Citibank appears to have one certificate per server. You can verify this yourself by going to their website and multiple times, clearing your browser each time. Clicking on the SSL icon to the left of the URL will show a different cert.

Here are the first 4 bytes of  three serial numbers of certs observed at Citibank:

  • 43:8e:67:66
  • 61:22:d4:81
  • 3e:f4:5b:7c

The Citibank certs are all identical except for a few fields. As you would expect, the domain name (CN) field is identical for each. The organizational unit (OU) differs (e.g., “olb-usmtprweb3″ versus “…web1″), but this field is not interpreted by browsers and is more of a convenience. The web server’s public key is different in each cert. And, of course, the serial number and signature fields also differ, as they should for all certs.

On the other hand, Wells Fargo appears to have only one cert. This cert (serial 41:c5:cd:90) is the same even after accessing their site via a proxy to ensure some load-balancing magic isn’t getting in the way.

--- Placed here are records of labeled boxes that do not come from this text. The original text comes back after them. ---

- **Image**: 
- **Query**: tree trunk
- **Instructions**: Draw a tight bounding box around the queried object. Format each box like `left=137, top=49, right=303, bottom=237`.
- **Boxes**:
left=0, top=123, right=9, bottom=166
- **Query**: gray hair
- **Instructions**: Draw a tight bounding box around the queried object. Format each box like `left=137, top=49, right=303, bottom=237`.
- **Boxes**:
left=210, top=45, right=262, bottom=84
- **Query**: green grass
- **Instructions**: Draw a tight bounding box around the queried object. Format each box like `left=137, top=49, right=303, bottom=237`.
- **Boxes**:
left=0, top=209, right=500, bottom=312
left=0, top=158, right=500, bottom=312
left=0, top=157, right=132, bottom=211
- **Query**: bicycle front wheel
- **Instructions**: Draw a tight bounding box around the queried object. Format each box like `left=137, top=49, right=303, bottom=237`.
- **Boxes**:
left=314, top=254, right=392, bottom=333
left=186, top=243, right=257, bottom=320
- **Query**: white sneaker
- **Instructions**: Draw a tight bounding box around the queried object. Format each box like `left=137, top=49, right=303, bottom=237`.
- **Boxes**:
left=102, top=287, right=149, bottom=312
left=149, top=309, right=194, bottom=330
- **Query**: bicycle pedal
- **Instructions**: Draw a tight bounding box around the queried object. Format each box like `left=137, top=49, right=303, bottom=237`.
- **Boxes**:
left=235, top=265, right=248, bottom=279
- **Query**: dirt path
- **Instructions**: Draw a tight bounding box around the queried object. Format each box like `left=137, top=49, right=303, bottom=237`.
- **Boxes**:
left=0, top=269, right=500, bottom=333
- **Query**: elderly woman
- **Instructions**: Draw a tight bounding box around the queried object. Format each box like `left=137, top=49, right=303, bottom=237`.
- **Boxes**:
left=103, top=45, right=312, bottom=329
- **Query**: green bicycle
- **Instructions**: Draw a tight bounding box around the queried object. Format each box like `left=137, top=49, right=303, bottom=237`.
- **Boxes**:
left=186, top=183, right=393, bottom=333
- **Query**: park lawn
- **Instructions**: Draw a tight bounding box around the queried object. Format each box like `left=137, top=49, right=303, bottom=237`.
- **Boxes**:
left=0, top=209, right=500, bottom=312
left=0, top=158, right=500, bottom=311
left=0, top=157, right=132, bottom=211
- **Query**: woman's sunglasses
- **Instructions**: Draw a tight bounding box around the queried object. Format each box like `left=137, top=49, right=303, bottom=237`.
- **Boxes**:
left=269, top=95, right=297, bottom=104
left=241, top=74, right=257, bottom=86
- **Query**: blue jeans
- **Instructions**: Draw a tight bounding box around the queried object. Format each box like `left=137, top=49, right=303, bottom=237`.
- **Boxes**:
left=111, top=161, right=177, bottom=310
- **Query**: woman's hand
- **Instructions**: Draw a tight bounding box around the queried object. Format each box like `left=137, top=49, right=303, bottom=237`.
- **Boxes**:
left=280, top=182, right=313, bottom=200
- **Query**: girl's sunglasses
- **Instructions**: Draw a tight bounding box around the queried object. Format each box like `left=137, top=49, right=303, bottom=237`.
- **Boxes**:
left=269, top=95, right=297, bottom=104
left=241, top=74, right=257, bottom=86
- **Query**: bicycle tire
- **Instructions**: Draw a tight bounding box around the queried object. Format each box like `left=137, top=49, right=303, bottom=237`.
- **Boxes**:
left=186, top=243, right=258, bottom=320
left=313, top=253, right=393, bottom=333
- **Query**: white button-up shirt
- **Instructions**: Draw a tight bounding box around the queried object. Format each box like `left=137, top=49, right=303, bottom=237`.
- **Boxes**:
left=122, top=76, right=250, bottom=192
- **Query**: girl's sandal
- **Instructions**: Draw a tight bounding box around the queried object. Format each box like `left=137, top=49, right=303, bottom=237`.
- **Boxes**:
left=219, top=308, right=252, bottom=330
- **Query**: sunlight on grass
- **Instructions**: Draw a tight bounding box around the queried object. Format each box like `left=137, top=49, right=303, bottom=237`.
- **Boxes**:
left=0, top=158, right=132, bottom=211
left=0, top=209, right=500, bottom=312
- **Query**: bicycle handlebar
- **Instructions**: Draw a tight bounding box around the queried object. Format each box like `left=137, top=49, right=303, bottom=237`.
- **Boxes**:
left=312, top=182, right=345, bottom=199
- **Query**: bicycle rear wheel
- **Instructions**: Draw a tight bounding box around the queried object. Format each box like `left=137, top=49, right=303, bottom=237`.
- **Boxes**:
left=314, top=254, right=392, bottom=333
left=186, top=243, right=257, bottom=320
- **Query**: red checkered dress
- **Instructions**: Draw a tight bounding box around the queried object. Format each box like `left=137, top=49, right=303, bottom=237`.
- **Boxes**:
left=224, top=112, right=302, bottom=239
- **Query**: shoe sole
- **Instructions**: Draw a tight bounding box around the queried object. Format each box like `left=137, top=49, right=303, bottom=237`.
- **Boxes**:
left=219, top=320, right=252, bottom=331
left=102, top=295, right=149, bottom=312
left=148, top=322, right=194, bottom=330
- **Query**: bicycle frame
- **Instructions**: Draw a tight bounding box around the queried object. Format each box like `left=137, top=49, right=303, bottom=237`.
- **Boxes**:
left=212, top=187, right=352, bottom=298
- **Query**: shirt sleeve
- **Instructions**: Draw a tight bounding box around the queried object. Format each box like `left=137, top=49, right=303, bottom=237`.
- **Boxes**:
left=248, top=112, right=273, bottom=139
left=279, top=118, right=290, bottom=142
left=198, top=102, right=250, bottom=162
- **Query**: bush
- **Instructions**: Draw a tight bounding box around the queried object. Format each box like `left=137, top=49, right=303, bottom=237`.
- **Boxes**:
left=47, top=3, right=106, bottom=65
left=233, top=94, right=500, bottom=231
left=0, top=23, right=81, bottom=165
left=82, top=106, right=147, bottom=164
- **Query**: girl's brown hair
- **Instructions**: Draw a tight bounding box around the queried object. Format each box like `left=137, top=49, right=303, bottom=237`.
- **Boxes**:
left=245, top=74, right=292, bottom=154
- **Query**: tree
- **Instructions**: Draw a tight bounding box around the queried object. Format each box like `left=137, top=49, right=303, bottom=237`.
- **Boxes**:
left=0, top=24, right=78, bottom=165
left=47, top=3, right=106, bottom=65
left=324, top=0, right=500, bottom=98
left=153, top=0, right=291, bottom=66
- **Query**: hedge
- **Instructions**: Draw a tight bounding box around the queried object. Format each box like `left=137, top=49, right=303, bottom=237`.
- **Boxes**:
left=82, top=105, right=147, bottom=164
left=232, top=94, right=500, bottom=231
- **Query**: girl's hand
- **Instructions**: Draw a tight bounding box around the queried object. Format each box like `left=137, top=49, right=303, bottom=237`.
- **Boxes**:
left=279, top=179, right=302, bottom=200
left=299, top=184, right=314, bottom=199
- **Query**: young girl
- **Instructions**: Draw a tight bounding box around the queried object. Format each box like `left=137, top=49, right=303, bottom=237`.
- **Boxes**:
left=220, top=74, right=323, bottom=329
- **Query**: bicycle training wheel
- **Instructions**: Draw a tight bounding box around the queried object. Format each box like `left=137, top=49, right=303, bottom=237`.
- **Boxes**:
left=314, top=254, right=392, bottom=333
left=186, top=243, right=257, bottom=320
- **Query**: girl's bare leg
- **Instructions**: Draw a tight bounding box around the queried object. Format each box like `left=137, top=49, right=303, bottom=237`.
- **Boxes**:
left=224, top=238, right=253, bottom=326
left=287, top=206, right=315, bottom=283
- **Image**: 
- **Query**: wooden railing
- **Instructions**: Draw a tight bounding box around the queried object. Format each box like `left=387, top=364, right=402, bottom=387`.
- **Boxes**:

It’s easy to ignore this difference, but there might be something else going on.

Protecting the web server’s private key is one of the most important operational security duties. If it is discovered, all past and present encrypted sessions are compromised. (Yes, I know about DHE but it’s not widely used). After cleaning up the mess, the organization needs to get a new certificate and revoke the old one. This is no easy task as CRLs and OCSP both have their downsides.

One key question to ask an opsec department is “have you ever done a live cert revocation?” It’s one of those things that has to be experienced to be understood. In the recent Comodo fiasco, leaf cert revocations were embedded in browser software updates because the existing revocation mechanisms weren’t reliable enough.

Since web servers run commodity operating systems, most big sites use a hardware security module (HSM) to protect the private key. This is a dedicated box with some physical tamper resistance that is optimized for doing private key operations. By limiting the API to the server, HSMs can be hardened to prevent compromise, even if the server is hacked. The main downsides are that HSMs are expensive and may not live up to the original security guarantees as the API surface area grows.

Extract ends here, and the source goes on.